The long-running problem of methane gas leakage at the former Riverside landfill site is close to being resolved, which could result in parts of Dundee’s latest nature park being open in time for summer.
A new gas management system is being developed at the site which will see the excess gas being “flared off” under the direction of the Scottish Environment Protection Agency (SEPA).
Members of the city council’s environment services committee will be told on Monday that the main work at the nature park is nearing completion and a resolution to the management of methane gas is in hand. A report to go before the committee states there are low levels of methane present as a result of its former landfill use.
Committee convener Councillor Jimmy Black said, “The scale of the project means that it has taken many years to get to this stage but the public should be able to get access to the nature park sometime in summer. The aim has been to provide Dundee with an attractive nature area with pathways where people can enjoy pleasant walks and see a range of wildlife by the river. This will be a great asset for the city and somewhere that will prove popular with many people.
“Discussions with the Scottish Environment Protection Agency have led to the development of a gas management system that will take care of the methane that is present in former landfill sites. There are very low levels in fact, not enough to be able to do anything practical with it, so it will be flared off.
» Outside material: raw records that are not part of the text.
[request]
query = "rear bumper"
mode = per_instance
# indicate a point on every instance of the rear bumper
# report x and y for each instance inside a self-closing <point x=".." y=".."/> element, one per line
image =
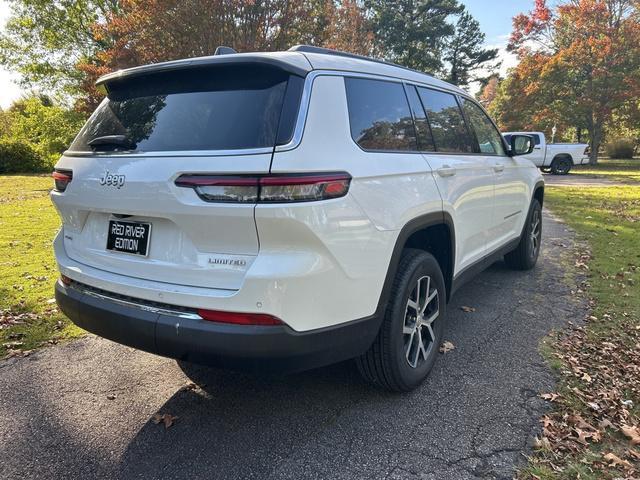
<point x="184" y="336"/>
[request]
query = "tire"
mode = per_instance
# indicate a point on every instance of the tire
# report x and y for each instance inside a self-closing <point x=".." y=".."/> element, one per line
<point x="525" y="255"/>
<point x="395" y="360"/>
<point x="561" y="166"/>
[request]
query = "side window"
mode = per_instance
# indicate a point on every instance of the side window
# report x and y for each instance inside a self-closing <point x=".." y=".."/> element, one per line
<point x="488" y="136"/>
<point x="448" y="126"/>
<point x="379" y="115"/>
<point x="423" y="131"/>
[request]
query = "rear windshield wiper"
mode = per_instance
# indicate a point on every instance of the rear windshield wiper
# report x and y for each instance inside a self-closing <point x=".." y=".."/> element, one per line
<point x="113" y="141"/>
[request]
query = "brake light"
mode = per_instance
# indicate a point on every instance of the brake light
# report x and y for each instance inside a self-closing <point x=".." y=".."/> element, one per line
<point x="61" y="179"/>
<point x="283" y="188"/>
<point x="239" y="318"/>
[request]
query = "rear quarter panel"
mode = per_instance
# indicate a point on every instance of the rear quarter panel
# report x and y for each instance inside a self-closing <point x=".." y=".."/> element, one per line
<point x="352" y="239"/>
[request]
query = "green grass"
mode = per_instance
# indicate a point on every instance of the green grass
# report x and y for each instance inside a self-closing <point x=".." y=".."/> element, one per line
<point x="607" y="222"/>
<point x="28" y="223"/>
<point x="619" y="170"/>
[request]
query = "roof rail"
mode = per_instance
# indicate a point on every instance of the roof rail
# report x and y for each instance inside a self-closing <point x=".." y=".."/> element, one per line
<point x="340" y="53"/>
<point x="222" y="50"/>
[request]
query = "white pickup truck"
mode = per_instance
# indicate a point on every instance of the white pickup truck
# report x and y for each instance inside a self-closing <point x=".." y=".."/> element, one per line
<point x="557" y="158"/>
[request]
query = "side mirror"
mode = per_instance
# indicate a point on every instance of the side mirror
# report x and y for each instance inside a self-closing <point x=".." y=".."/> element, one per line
<point x="521" y="145"/>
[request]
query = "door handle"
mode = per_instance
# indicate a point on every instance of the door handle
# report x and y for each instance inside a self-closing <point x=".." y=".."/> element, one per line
<point x="446" y="171"/>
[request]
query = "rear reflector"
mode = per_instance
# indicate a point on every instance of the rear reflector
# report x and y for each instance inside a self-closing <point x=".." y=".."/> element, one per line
<point x="61" y="179"/>
<point x="239" y="318"/>
<point x="268" y="188"/>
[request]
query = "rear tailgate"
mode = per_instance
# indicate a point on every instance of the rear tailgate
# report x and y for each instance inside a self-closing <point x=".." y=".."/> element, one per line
<point x="180" y="122"/>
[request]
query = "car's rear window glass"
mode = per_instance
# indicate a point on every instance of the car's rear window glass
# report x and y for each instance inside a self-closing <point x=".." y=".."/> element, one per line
<point x="198" y="109"/>
<point x="487" y="134"/>
<point x="423" y="131"/>
<point x="449" y="128"/>
<point x="379" y="115"/>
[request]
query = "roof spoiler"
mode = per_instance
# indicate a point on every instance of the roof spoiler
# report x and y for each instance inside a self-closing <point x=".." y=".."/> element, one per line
<point x="225" y="56"/>
<point x="222" y="50"/>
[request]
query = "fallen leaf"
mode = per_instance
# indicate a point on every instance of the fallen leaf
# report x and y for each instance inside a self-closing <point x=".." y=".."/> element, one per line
<point x="550" y="396"/>
<point x="166" y="418"/>
<point x="446" y="347"/>
<point x="632" y="433"/>
<point x="615" y="461"/>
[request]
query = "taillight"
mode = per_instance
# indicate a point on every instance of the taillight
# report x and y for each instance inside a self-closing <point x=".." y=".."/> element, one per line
<point x="267" y="188"/>
<point x="239" y="318"/>
<point x="61" y="179"/>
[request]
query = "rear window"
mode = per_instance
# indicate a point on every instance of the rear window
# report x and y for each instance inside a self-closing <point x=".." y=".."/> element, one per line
<point x="448" y="127"/>
<point x="379" y="115"/>
<point x="226" y="108"/>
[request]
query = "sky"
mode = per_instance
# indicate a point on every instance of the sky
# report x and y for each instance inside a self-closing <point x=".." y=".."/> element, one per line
<point x="494" y="17"/>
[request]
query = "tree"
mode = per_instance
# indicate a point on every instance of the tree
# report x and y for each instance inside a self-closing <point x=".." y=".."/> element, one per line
<point x="412" y="33"/>
<point x="489" y="89"/>
<point x="464" y="52"/>
<point x="150" y="31"/>
<point x="586" y="62"/>
<point x="43" y="40"/>
<point x="40" y="123"/>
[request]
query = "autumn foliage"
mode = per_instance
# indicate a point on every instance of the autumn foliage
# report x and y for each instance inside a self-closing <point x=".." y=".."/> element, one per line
<point x="579" y="65"/>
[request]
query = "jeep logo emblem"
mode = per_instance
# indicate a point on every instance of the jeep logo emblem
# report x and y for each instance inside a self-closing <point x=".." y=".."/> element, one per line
<point x="112" y="180"/>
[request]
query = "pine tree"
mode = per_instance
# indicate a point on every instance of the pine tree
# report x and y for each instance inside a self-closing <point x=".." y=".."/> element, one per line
<point x="412" y="33"/>
<point x="464" y="53"/>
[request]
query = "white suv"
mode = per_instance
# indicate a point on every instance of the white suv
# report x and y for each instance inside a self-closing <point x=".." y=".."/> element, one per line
<point x="286" y="211"/>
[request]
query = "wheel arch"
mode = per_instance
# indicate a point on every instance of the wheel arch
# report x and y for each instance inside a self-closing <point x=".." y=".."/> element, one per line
<point x="433" y="233"/>
<point x="538" y="192"/>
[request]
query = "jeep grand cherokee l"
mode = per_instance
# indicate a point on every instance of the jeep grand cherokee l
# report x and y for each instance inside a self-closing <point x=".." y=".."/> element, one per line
<point x="286" y="211"/>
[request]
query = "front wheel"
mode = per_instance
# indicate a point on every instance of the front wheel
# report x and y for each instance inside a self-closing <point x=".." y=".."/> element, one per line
<point x="525" y="255"/>
<point x="407" y="344"/>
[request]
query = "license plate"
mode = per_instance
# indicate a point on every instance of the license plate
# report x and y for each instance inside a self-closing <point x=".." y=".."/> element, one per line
<point x="129" y="237"/>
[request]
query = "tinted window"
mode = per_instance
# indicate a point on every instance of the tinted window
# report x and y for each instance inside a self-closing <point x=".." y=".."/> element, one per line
<point x="449" y="129"/>
<point x="488" y="137"/>
<point x="379" y="115"/>
<point x="200" y="109"/>
<point x="423" y="131"/>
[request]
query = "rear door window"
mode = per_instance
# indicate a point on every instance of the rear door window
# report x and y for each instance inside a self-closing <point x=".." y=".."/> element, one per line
<point x="448" y="126"/>
<point x="226" y="108"/>
<point x="423" y="131"/>
<point x="488" y="137"/>
<point x="379" y="115"/>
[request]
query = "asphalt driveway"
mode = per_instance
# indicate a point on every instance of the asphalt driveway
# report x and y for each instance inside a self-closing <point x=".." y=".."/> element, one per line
<point x="83" y="410"/>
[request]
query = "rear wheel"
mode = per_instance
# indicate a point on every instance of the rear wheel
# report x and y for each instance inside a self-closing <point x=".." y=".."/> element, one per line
<point x="407" y="344"/>
<point x="561" y="166"/>
<point x="525" y="255"/>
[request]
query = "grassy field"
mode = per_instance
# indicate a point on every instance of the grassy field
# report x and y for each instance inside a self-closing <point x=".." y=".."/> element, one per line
<point x="620" y="170"/>
<point x="596" y="409"/>
<point x="28" y="222"/>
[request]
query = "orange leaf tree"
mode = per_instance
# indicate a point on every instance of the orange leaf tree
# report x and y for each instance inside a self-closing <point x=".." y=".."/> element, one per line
<point x="579" y="65"/>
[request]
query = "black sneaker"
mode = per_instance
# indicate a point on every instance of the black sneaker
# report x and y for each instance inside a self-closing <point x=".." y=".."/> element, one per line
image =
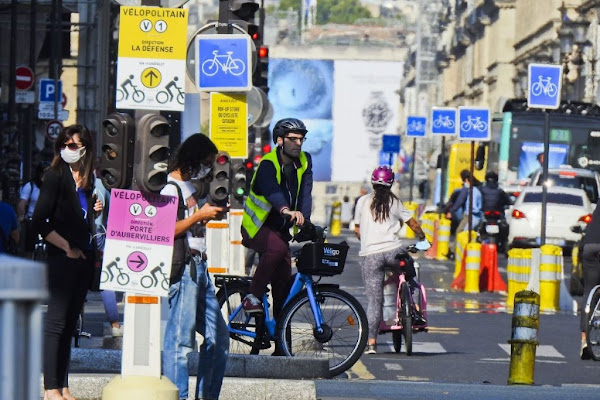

“This is the SEPA recommended method of dealing with it to avoid increasing greenhouse gases, which would happen if it was not flared. The public will probably never notice that this is actually taking place from time to time because it will be collected and channelled into an inconspicuous area and then through a pipe that is only about six feet high.”
Thousands of tons of soil have been spread on the 86-acre area to provide a “top cover” about three feet deep as part of the requirement for former landfill sites.